The CMI is aimed at benefitting the fencing community in general, as well as individual athletes, coaches and referees. The main purpose is to generate a boost, to reshape or even revise the existing development system and to take it to a completely different level.
The CMI’s strategic goal is to identify the most prominent fencing locations and use them as leverage to facilitate the development of top-tier athletes, coaches and referees, enabling them to benefit from better programmes. The team running the project includes a group of FIE Sport Department specialists (Director – Dr. Krisztian Kulcsar) and the CMI Coordinator (Mr. Rodion Plitukhin).
The CMI team is studying the infrastructure and the best coaching and training practices of the leading national federations in order to select the most effective ones, and then to integrate them into a newly created global network that will provide productive management and transfer of practical knowledge.

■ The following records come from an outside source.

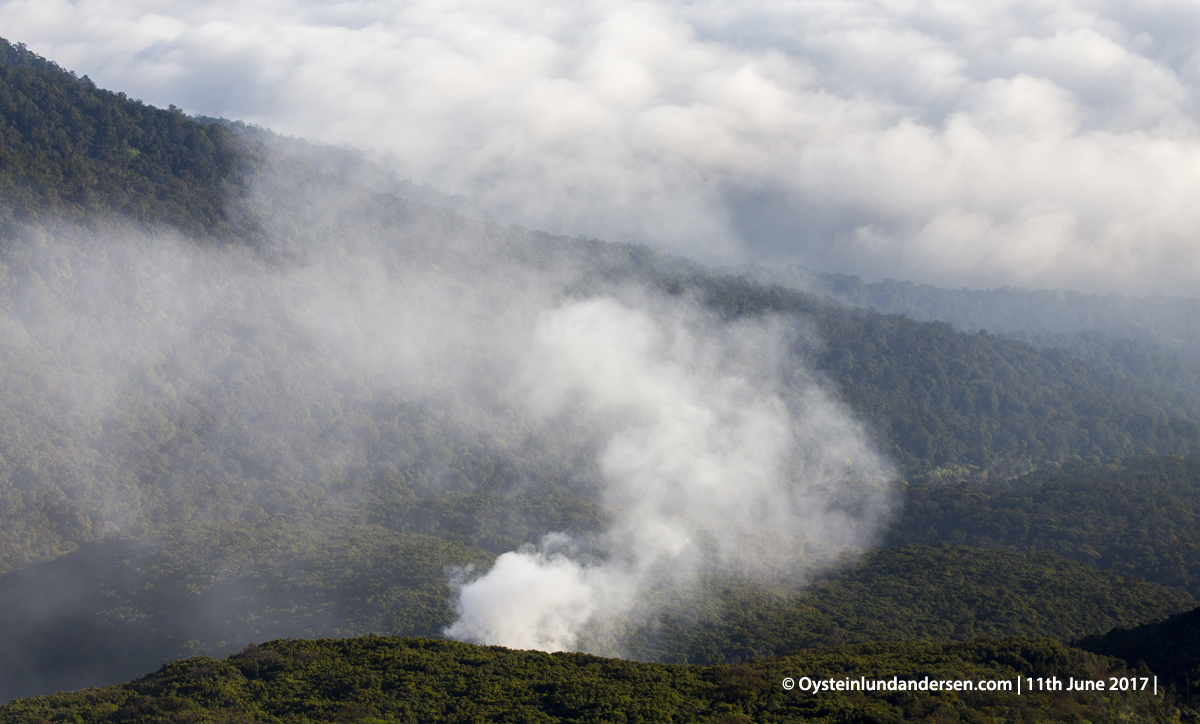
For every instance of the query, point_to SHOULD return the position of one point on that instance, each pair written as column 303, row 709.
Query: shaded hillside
column 115, row 609
column 904, row 593
column 413, row 680
column 1167, row 321
column 1134, row 516
column 70, row 150
column 1170, row 648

Based on the results of research the FIE will establish a network of up to 10 locations. All of them will be used as training and educational facilities for the benefit of global fencing development. So far the network includes six active fencing locations in five countries with five more in the evaluation phase (including two locations in Asia).

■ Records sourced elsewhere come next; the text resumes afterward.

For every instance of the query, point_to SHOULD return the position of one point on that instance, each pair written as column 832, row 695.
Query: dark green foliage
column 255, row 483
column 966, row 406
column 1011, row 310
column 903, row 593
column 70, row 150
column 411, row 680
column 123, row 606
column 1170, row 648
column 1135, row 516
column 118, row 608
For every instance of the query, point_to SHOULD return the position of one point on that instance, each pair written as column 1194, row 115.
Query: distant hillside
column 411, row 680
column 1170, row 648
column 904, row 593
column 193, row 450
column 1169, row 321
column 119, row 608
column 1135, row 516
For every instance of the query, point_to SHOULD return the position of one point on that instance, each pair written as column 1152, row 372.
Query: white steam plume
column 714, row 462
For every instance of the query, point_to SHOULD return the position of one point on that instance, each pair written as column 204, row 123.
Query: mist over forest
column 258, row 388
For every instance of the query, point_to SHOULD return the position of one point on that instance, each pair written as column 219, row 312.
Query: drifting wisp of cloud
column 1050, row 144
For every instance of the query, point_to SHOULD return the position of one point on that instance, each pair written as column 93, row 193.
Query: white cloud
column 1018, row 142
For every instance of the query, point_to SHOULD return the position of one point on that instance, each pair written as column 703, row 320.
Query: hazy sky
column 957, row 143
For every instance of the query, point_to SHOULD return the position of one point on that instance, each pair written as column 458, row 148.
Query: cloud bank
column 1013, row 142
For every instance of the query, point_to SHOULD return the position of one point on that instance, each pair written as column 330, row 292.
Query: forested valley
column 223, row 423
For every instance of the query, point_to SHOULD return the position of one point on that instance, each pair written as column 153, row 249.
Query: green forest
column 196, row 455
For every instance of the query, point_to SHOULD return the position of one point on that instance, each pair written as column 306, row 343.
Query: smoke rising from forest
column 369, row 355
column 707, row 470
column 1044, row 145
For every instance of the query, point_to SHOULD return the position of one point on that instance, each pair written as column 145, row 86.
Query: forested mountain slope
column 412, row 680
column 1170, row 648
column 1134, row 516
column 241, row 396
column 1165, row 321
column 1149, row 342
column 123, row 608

The major costs of the CMI are assumed by the FIE, with support from the International Charity Foundation “For the Future of Fencing”, while the national federations and clubs of the network will guarantee infrastructure, access to their talent equity and effective participation by their staff.
Towards the end of 2014, initial four-week custom-tailored training courses for coaches were hosted by the Fencers Club in New York (www.fencersclub.org) and by Tauberbischofsheim Fencing Club in Germany (www.fechtentbb.de), both renowned for their high performance and state-of-the-art facilities (the latter is the home club of the IOC President Mr Thomas Bach).
Results of the first two sessions will be made available via network and media resources including, but not limited to, photo and video materials and manuals (books and DVDs) that will make contemporary fencing knowledge as well as teaching methods (approaches and “know-how”) accessible for all those willing to learn from the best.
In 2015 similar Advancement Programmes for coaches, to be followed by educational events for athletes, referees and managers of national federations, will be launched in Italy (P.L. Scherma Modica, to be joined by three to four other clubs); France (Club Melun Val De Seine); Russia (Regional Fencing Centre of Stanislav Pozdnyakov and Smolensk State Academy of Physical Education); Japan; and China.
In the first quarter of the year more than over 40 coaches from Americas, Europe, Mediterranean and possibly Africa will be selected to take part in Advancement Programmes.